Preface
The script of this article is to analyze the access log of nginx, mainly to check the number of visits to the site uri. The results of the check will be provided to the R&D personnel for reference, because when it comes to For analysis, regular expressions must be used, so friends who have not been exposed to regular expressions are asked to supplement their brains. Because it involves the content of regular expressions, it is really impossible to expand on it. The content of regular expressions is too huge, and it is not a two-part article. The article can be written clearly.
Before we begin, let’s take a look at the log structure to be analyzed:
127.0.0.1 - - [19/Jun/2012:09:16:22 +0100] "GET /GO.jpg HTTP/1.1" 499 0 "http://domain.com/htm_data/7/1206/758536.html" "Mozilla/4.0 (compatible; MSIE 7.0; Windows NT 5.1; Trident/4.0; .NET CLR 1.1.4322; .NET CLR 2.0.50727; .NET CLR 3.0.4506.2152; .NET CLR 3.5.30729; SE 2.X MetaSr 1.0)" 127.0.0.1 - - [19/Jun/2012:09:16:25 +0100] "GET /Zyb.gif HTTP/1.1" 499 0 "http://domain.com/htm_data/7/1206/758536.html" "Mozilla/4.0 (compatible; MSIE 6.0; Windows NT 5.1; QQDownload 711; SV1; .NET4.0C; .NET4.0E; 360SE)"
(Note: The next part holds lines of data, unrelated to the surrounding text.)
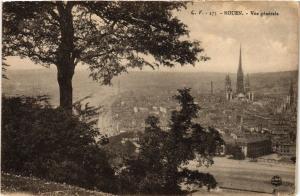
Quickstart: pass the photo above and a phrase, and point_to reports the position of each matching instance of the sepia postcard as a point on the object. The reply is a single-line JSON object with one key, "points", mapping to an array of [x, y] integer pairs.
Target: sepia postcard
{"points": [[149, 98]]}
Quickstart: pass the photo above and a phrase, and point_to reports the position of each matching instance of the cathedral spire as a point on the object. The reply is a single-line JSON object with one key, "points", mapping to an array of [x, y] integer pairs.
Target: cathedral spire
{"points": [[240, 76], [240, 69]]}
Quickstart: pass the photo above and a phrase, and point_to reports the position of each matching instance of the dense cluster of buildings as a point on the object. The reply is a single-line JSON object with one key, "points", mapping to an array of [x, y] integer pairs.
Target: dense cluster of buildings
{"points": [[252, 123]]}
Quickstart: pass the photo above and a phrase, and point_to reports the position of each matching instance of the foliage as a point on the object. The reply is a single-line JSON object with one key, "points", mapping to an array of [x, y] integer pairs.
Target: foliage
{"points": [[40, 141], [160, 165], [108, 36], [235, 151]]}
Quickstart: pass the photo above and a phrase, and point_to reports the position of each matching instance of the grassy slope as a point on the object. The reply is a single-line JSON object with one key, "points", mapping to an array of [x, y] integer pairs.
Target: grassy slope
{"points": [[18, 185]]}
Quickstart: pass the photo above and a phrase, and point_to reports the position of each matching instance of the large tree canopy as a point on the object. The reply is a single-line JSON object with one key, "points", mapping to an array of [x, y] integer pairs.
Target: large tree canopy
{"points": [[109, 37]]}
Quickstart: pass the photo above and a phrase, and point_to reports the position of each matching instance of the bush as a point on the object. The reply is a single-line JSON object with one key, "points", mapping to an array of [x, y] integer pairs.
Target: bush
{"points": [[160, 166], [40, 141]]}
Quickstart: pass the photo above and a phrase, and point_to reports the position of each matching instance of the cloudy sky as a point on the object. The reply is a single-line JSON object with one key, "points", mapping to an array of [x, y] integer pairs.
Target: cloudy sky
{"points": [[269, 43]]}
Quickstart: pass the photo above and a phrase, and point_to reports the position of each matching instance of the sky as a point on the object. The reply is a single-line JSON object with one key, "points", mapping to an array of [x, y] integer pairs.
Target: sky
{"points": [[269, 43]]}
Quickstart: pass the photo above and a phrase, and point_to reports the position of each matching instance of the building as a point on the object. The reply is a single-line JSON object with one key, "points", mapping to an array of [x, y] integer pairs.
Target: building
{"points": [[243, 90], [286, 149], [254, 146], [240, 76], [228, 89]]}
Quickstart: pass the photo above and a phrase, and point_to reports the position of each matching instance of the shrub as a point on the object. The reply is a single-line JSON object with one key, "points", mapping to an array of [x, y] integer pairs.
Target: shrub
{"points": [[160, 165], [41, 141]]}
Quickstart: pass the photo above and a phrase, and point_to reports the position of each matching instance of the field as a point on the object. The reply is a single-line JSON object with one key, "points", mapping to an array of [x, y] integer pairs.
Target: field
{"points": [[252, 176], [12, 185]]}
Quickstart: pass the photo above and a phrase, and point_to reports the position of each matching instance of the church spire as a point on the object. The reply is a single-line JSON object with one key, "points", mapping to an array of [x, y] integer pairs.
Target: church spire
{"points": [[240, 75], [240, 60]]}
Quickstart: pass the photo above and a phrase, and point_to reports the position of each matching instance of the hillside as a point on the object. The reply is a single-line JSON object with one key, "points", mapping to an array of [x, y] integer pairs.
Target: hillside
{"points": [[18, 185], [43, 81]]}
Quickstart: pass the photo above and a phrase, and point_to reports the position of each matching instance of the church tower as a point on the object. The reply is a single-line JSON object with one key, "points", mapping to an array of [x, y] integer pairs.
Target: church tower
{"points": [[291, 96], [240, 76], [228, 89]]}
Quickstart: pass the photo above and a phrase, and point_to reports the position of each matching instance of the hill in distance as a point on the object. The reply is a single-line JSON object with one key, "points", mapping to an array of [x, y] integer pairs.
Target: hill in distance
{"points": [[43, 81]]}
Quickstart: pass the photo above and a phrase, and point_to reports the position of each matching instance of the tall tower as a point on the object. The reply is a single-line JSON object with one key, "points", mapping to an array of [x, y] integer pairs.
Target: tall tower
{"points": [[247, 84], [240, 76], [228, 89], [291, 95]]}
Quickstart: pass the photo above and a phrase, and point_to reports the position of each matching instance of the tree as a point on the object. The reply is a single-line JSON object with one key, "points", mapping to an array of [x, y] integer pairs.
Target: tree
{"points": [[109, 37], [161, 163]]}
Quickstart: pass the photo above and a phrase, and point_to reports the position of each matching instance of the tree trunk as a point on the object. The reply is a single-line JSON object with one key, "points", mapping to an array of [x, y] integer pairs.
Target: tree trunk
{"points": [[64, 79], [65, 65]]}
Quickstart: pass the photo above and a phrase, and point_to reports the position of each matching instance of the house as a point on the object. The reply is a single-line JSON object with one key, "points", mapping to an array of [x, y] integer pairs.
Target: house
{"points": [[255, 146]]}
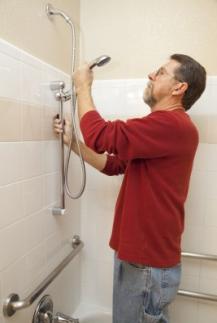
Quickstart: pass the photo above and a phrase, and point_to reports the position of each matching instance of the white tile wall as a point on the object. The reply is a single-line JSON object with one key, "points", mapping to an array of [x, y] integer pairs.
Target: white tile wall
{"points": [[32, 240], [35, 241]]}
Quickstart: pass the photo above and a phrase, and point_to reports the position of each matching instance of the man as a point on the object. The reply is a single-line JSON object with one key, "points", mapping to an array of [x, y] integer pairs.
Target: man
{"points": [[156, 154]]}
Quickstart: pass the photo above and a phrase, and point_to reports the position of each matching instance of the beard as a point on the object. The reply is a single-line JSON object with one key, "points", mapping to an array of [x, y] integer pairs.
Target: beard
{"points": [[148, 96]]}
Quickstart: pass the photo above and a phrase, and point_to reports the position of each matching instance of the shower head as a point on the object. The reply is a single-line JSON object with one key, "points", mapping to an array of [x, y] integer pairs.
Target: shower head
{"points": [[100, 61], [50, 10]]}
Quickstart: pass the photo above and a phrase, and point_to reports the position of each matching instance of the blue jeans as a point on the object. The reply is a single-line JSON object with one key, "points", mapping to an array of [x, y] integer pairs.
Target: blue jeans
{"points": [[142, 295]]}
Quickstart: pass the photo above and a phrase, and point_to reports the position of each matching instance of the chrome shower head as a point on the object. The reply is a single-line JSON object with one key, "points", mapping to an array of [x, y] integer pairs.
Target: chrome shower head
{"points": [[99, 61], [50, 10]]}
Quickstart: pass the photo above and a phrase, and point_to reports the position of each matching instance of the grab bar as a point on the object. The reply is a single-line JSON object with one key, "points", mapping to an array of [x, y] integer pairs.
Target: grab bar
{"points": [[199, 256], [13, 302], [206, 297]]}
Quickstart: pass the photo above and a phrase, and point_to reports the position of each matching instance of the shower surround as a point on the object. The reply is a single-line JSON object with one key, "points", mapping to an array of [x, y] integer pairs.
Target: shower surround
{"points": [[32, 241]]}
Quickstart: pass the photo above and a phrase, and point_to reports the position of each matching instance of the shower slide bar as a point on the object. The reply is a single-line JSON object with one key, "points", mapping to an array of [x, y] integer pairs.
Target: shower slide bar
{"points": [[13, 302], [186, 293]]}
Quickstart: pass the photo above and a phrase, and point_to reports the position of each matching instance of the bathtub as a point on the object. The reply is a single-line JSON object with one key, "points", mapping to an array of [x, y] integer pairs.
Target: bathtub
{"points": [[96, 318], [92, 314]]}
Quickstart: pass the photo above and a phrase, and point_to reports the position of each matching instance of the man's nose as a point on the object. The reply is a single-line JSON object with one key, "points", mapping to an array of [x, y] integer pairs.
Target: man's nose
{"points": [[152, 76]]}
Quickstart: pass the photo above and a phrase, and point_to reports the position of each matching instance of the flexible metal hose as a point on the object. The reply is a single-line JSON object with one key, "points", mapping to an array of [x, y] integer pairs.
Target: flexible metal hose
{"points": [[74, 127]]}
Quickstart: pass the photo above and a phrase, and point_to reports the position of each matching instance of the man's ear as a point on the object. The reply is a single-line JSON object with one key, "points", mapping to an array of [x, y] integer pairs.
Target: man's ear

This is the modified log Content and sensitive content have been deleted or replaced, but it does not affect our analysis results. Of course, the format does not matter. Nginx access logs can be customized, and each company may be slightly different, so you must understand The key is to modify the content of the script and apply it to your own work. The log format I gave is just a reference. I bet the log format you see on your company's server is definitely different from mine. After reading the log Format, we are starting to write our script
I will post the code first and explain it later:
import re from operator import itemgetter def parser_logfile(logfile): pattern = (r'' '(\d+.\d+.\d+.\d+)\s-\s-\s' #IP address '\[(.+)\]\s' #datetime '"GET\s(.+)\s\w+/.+"\s' #requested file '(\d+)\s' #status '(\d+)\s' #bandwidth '"(.+)"\s' #referrer '"(.+)"' #user agent ) fi = open(logfile, 'r') url_list = [] for line in fi: url_list.append(re.findall(pattern, line)) fi.close() return url_list def parser_urllist(url_list): urls = [] for url in url_list: for r in url: urls.append(r[5]) return urls def get_urldict(urls): d = {} for url in urls: d[url] = d.get(url,0)+1 return d def url_count(logfile): url_list = parser_logfile(logfile) urls = parser_urllist(url_list) totals = get_urldict(urls) return totals if __name__ == '__main__': urls_with_counts = url_count('example.log') sorted_by_count = sorted(urls_with_counts.items(), key=itemgetter(1), reverse=True) print(sorted_by_count)
Script explanation, parser_logfile()
The function is to analyze the log and return a list of matching lines. The regular part will not be explained. You should know what it matches by looking at the comments. parser_urllist()
The function is to get the url visited by the user, get_urldict()
The function is to return a dictionary with url as the key. If the key is the same, the value is increased by 1, and the returned dictionary is the sum of each url and the largest Number of visits, url_count()
The function is to call the previously defined function. In the main function part, let’s talk about itemgetter, which can sort by specified elements. You can understand it with an example:
>>> from operator import itemgetter >>> a=[('b',2),('a',1),('c',0)] >>> s=sorted(a,key=itemgetter(1)) >>> s [('c', 0), ('a', 1), ('b', 2)] >>> s=sorted(a,key=itemgetter(0)) >>> s [('a', 1), ('b', 2), ('c', 0)]
The reverse=True parameter indicates descending order, that is, sorting from large to small. The script running result is:
[('http://domain.com/htm_data/7/1206/758536.html', 141), ('http://domain.com/?q=node&page=12', 3), ('http://website.net/htm_data/7/1206/758536.html', 1)]
For more articles related to python regular analysis of nginx access logs, please pay attention to the PHP Chinese website!